Texas city to help other municipalities learn from its drought survival

On Behalf of | Jun 14, 2021 | Counsel for Texas Municipalities |

It started back in 2010 and lasted five years. The extreme drought that put a dry, dusty chokehold on Wichita Falls forced a number of changes in the lives of its residents.

None of the changes were harder to swallow than the switch to Direct Potable Reuse (DPR) – a process that treats effluent (sewage) for use as drinking water.

The butt of jokes

Wichita Falls generated jokes and headlines around the nation when it became the first U.S. city to rely on recycled wastewater for more than half of its drinking water. “Drought-Stricken Texas Town Turns To Toilets For Water” – read a 2014 NPR headline.

Some of the city’s approximately 100,000 residents referred to the water treatment process as “toilet-to-tap.”

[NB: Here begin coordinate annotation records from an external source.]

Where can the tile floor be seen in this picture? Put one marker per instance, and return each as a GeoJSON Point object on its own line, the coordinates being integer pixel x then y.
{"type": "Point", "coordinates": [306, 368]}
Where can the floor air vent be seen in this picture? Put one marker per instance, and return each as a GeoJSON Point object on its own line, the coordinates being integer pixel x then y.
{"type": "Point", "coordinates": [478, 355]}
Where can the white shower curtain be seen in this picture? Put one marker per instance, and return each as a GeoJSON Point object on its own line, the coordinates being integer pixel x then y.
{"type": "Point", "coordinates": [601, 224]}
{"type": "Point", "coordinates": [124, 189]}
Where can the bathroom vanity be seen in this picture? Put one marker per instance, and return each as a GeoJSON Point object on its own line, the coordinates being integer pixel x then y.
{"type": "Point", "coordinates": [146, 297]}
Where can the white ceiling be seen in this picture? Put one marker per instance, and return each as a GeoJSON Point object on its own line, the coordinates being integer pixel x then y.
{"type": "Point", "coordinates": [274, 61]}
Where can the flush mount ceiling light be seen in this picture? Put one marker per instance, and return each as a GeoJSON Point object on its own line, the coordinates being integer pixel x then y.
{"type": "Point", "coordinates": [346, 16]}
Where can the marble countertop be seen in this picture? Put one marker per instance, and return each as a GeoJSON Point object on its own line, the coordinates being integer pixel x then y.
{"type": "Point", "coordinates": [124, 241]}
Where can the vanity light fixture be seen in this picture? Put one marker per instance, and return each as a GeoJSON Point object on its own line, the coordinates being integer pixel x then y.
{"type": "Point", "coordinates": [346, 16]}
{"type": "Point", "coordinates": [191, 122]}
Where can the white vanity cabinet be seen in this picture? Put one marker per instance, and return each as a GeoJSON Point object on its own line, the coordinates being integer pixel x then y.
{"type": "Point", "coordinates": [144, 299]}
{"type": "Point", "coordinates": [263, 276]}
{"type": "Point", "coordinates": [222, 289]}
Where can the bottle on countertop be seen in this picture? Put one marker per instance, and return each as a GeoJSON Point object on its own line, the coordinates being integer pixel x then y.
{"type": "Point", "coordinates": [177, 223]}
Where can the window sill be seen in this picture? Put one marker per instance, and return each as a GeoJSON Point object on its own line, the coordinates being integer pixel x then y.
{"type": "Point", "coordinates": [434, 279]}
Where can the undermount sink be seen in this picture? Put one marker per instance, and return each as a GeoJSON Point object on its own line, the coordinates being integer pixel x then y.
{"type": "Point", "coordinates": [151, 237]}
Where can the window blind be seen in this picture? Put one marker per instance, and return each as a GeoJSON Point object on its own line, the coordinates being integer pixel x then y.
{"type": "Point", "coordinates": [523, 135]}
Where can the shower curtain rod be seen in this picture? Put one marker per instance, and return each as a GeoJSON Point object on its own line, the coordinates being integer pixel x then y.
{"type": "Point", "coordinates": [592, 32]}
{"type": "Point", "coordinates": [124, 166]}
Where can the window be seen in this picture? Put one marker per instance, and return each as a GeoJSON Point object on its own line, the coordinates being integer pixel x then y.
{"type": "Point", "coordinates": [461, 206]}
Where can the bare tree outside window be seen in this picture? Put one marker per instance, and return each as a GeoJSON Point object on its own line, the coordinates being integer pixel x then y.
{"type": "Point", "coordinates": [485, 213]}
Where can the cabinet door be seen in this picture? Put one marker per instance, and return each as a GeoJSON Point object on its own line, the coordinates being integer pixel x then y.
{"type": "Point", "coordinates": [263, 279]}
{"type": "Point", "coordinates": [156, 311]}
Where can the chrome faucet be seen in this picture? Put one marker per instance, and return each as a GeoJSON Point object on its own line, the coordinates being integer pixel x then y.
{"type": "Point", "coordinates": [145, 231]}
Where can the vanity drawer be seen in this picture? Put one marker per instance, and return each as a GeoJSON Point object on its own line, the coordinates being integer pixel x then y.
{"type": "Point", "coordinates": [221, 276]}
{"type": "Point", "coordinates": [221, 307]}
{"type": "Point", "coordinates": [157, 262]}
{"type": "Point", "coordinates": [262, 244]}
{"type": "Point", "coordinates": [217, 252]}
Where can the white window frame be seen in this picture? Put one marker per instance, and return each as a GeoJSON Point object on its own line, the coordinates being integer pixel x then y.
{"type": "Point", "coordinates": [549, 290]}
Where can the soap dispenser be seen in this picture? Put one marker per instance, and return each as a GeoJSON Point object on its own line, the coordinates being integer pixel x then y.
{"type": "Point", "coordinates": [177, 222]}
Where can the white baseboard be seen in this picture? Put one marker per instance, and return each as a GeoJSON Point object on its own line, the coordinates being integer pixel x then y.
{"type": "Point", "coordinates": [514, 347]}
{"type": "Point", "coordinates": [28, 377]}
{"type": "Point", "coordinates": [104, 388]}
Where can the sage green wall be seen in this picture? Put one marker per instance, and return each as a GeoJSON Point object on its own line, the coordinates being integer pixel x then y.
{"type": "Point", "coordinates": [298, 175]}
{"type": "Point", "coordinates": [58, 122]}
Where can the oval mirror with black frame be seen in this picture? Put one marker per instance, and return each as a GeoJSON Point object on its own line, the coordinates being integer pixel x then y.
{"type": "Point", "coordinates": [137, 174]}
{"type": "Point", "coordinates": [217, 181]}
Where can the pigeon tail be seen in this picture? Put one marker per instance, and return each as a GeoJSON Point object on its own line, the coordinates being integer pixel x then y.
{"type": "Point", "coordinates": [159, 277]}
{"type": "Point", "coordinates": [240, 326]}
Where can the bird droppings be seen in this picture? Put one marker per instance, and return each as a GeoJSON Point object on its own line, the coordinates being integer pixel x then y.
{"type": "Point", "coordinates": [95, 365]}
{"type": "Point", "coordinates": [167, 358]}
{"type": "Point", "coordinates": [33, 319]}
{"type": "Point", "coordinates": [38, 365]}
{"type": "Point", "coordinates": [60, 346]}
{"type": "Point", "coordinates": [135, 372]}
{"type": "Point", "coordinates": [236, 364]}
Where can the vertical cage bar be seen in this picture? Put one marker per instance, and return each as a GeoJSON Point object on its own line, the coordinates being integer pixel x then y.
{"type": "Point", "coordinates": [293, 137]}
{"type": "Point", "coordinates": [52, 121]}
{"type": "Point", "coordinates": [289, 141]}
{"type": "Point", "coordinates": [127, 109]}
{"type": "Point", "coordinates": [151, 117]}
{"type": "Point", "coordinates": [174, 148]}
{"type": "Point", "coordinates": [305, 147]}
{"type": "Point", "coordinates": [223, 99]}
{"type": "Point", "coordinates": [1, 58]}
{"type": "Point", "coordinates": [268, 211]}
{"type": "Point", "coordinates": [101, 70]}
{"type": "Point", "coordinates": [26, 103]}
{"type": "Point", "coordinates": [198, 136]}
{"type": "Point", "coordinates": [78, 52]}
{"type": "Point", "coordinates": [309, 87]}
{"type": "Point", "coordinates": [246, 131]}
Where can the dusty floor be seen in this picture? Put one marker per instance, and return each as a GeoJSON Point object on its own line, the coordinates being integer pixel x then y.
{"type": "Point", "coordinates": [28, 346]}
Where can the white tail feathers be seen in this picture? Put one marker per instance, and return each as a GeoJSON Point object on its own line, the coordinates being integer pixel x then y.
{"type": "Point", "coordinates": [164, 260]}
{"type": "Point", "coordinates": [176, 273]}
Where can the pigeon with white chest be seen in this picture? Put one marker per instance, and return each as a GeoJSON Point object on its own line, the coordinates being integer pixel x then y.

Nevertheless, the city gained hard-won knowledge about drought survival. To help other Texas municipalities avoid the Wichita Falls experience, Gov. Greg Abbott recently signed a new law that requires the Texas Commission on Environmental Quality to craft a guide for cities and counties that want to develop a direct potable reuse project of their own.

Providing guidance

Daniel Nix, Wichita Falls’ utilities operations manager, said “the hope is that as we advance closer to the next drought in Texas and other municipalities need to develop other resources, that this will provide them the guidance they need.”

Nix said a report last year made it clear that DPR is an important water resource the state needs to develop, but the missive included no recommendations on how to do so.

Sharing knowledge

Nix says the guide TCEQ develops will mean other municipalities won’t have to figure out each step of the DPR development process on their own, as Wichita Falls did.

When the city chose to pursue DPR to resolve its water crisis,  “there were no regulations, there were no standards, there were no guidelines, not only in Texas but in anywhere in the United States,” Nix said. “We did a lot of good work here in Wichita Falls. Now it’s up to us to help the others that are coming up behind us.”